Artificial intelligence to identify pest plants from images

Environment Canterbury has taken its first steps into utilising Artificial Intelligence (AI) to identify pests from aerial imagery.

A successful pilot programme in South Canterbury has shown that AI may provide a more efficient way to inspect large swathes of land for biosecurity threats such as Nassella tussock.

The tussock is an invasive grass that is spreading in Canterbury. It displaces productive pastures and is unpalatable to stock. Only 70 years ago, Nassella forced some farmers to leave the land after it ran rampant, taking over entire farms, leaving no room for crops or stock.

Each year, Environment Canterbury’s biosecurity team spend months inspecting properties and ensuring landowners identify and control this pest plant and control its spread – a requirement of the Canterbury Regional Pest Management Plan.

Environment Canterbury recently partnered with Lynker Analytics to develop and train an AI program to identify the pest plant from aerial imagery. High resolution imagery, collected by a small plane, was captured with the support of the landowner.

Lynker Analytics managing director Matt Lythe said the test image relies on high quality images. The photo used in the trial was 13GB in size and contained 3.6 billion pixels.

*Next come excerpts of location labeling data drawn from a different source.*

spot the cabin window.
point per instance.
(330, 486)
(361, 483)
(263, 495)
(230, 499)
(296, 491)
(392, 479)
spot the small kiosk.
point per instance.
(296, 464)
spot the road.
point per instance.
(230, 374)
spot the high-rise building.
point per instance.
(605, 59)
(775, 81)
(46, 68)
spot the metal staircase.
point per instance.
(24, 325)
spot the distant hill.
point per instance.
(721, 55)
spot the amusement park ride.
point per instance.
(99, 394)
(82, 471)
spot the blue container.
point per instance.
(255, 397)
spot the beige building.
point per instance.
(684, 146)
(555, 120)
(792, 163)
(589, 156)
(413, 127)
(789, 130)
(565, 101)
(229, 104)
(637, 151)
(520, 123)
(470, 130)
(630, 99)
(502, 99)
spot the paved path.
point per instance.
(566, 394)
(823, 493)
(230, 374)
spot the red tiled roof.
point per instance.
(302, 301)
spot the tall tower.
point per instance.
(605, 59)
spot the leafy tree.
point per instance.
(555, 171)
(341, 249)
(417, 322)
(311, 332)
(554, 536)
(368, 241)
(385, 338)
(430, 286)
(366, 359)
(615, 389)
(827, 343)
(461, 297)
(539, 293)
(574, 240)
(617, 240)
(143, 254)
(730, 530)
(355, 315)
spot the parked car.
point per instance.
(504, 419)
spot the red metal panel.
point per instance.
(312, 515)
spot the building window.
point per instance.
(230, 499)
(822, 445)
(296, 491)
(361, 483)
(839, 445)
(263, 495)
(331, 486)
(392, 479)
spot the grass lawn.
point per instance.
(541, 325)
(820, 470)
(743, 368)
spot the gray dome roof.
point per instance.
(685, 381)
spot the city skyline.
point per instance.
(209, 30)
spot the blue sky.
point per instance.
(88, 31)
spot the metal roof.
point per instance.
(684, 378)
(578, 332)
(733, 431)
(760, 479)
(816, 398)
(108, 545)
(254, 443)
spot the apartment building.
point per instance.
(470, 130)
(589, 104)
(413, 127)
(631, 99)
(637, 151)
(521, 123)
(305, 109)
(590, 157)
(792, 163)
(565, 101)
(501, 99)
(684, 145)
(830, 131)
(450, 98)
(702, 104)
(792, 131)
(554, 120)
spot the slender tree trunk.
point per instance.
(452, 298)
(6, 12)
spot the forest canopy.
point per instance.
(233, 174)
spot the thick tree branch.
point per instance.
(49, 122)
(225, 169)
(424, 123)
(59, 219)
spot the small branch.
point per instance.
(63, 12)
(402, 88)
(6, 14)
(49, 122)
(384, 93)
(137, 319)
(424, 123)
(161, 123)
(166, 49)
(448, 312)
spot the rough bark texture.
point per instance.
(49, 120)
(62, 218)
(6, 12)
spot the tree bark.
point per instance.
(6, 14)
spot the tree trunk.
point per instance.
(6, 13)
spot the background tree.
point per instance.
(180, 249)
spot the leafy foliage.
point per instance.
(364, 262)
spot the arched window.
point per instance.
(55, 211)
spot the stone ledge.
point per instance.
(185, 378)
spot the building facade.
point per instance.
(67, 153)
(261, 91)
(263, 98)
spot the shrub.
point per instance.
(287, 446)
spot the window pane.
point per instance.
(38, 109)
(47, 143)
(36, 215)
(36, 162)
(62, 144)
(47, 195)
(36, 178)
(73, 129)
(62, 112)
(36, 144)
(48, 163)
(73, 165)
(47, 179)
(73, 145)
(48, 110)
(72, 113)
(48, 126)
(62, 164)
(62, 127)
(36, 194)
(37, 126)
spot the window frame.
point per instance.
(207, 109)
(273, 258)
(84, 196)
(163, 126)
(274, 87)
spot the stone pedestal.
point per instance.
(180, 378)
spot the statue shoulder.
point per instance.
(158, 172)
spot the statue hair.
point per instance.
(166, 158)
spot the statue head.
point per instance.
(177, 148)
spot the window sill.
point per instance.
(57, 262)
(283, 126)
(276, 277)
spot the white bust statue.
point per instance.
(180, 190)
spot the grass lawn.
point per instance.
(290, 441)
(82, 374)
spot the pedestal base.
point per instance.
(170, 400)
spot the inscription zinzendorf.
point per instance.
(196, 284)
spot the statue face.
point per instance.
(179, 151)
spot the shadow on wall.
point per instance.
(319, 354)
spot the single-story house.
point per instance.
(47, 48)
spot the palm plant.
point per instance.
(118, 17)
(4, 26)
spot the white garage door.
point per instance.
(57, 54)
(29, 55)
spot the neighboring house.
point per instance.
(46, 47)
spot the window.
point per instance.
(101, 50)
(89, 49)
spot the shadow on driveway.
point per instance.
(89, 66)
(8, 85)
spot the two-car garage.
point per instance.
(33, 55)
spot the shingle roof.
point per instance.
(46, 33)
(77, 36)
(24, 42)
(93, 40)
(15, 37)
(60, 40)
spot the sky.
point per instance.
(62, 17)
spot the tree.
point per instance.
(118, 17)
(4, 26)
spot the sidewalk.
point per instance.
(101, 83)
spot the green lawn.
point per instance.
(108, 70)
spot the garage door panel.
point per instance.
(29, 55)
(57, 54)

This high number of pixels creates a processing challenge, as the machine learning process needs to assess every pixel. When training the AI model, we provided examples of Nassella and ‘not-Nassella’ in the image

The machine learning model was trained by splitting up the large image into non-overlapping 512x512 pieces. These are called train, validation, and holdout sets, Matt explained. This allowed the programme to learn over time to identify a pixel or group of pixels as either ‘Nassella’ or ‘not-Nassella’.

Nassella Tussock coverage predicted by AI

The benefits for the regional council in having AI identify pests through imagery mean greater efficiencies in identifying unknown infestations, monitoring, and potentially for initial inspections, reducing the need for biosecurity staff to physically inspect the land as often.

And while it’s still a while away from being implemented across the region, landowners may in future be able to use the AI to ascertain infestation levels on their own properties and plan control programmes accordingly.

Environment Canterbury biosecurity team leader Matt Smith said the initial results showed the AI to have around a 90 per cent success rate at identifying large mature Nassella tussock. More refining of the model is required to increase that identification rate.

“An AgResearch study found that hand control operations remove about 30-35 per cent of Nassella tussock, mostly very small plants, which means about 65-70 per cent is left behind,” Matt said.

Mature Nassella tussock can produce up to 100,000 seeds, so it’s important to remove all infestations prior to viable seed being produced each year.

Environment Canterbury’s Nassella tussock programme is mostly carried out on foot, but Matt said there could be many benefits to wider biosecurity programmes in future, including monitoring pest trends over time.

Nassella Tussock coverage predicted by AI

“In biosecurity, things have been done the same way for a long time and now we have this amazing technology that is becoming available, and we are looking to the future. It’s a big part of how we can protect the region going into the future.

“We’re embracing new technologies for biosecurity, especially when they can increase productivity both for our work programmes and for affected landowners,” Matt Smith said.